PyPongAI
The Research Question
Can evolution discover how to play Pong without hand-coded rules?
This platform demonstrates the answer: from Generation 0 (0% win rate, random movement) to Generation 50 (98% win rate, perfect predictive tracking).
The Arc
Generation 0:
- 0% win rate
- Random paddle movement
- No trajectory prediction
- Ball bounces off randomly
Generation 10:
- 15% win rate
- Basic ball tracking
- Simple reaction to ball position
- Still misses frequently
Generation 25:
- 65% win rate
- Predictive tracking emerges
- Anticipates ball bounces
- Strategic positioning
Generation 50:
- 98% win rate
- Perfect predictive tracking
- Anticipates player patterns
- Near-optimal play
Three Key Insights
1. The Gap Between Random & Trained The visual difference between Generation 0 and Generation 50 is dramatic. Random flailing becomes precise, predictive movement. The platform shows this progression side-by-side.
2. Dual Architecture: Speed vs Interpretability
- Headless Simulator: Optimized for 500x faster-than-real-time training
- Visual Pong: Proof it actually works via high-fidelity verification and human matches
The headless mode enables rapid iteration. The visual mode provides verification and human-comparable benchmarks.
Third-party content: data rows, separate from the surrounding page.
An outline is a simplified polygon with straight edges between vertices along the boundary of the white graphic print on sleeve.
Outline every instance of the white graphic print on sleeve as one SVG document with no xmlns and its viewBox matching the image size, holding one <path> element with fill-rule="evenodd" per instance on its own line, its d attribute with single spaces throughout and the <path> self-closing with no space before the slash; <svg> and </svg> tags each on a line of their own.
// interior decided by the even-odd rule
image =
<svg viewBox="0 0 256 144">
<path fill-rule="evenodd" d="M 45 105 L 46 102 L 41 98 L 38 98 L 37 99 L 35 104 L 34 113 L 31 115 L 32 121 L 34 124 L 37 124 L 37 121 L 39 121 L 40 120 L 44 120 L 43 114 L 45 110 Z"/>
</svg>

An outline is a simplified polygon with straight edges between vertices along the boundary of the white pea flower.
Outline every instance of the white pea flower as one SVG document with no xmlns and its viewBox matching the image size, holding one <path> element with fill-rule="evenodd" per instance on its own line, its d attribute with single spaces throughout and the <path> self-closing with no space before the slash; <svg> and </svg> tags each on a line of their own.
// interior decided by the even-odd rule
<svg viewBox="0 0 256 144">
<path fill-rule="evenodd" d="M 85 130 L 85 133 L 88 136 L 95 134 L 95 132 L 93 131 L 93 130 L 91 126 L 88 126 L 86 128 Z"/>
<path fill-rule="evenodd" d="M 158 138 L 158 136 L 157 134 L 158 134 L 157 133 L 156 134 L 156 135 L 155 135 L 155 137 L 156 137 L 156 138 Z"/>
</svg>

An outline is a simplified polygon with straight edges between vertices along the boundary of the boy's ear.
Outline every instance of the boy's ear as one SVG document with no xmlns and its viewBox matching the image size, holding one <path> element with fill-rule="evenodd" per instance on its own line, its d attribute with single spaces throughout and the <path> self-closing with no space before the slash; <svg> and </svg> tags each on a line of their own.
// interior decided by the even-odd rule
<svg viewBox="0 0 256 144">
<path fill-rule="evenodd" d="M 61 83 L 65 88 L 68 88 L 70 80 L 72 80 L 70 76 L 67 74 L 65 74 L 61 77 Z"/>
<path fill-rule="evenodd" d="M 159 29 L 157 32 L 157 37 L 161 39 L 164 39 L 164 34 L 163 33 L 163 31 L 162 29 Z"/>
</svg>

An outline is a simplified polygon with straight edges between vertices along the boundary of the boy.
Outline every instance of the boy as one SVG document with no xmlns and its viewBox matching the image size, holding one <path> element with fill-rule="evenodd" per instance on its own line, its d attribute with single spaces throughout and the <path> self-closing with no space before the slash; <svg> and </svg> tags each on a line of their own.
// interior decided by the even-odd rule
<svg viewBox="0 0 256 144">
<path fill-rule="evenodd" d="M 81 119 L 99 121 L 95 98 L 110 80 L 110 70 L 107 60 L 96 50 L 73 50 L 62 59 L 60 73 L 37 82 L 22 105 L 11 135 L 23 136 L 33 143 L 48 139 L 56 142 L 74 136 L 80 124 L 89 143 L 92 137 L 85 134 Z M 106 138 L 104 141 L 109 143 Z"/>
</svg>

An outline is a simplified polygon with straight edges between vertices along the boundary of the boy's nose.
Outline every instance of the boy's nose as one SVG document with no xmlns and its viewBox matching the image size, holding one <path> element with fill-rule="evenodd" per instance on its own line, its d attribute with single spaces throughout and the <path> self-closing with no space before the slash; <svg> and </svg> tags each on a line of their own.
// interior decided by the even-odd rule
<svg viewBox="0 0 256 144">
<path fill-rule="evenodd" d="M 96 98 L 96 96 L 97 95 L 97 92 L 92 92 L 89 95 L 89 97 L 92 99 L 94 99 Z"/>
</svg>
3. Novelty Search: Evolution’s Creativity Engine
- Pure ELO: All agents often converge to a single “safe” strategy
- ELO + Novelty: Population maintains diversity, enabling agents to discover non-obvious, superior solutions by rewarding unique behaviors
Novelty search is crucial. Pure optimization leads to convergence on a single strategy. Adding novelty rewards unique behaviors, enabling the population to discover superior solutions.
Technical Highlights
NEAT (NeuroEvolution of Augmenting Topologies) Evolves both the weights and the topology of neural networks, starting from minimal complexity and complexifying only as needed to achieve higher fitness.
RNNs for Temporal Memory Inclusion of Recurrent Neural Networks allows agents to maintain a “memory” of ball velocity and previous states, which is critical for trajectory prediction.
ELO-Based Competitive Training Agents are ranked using a standard ELO system, ensuring that fitness isn’t just a static score but a reflection of the agent’s performance relative to the evolving population.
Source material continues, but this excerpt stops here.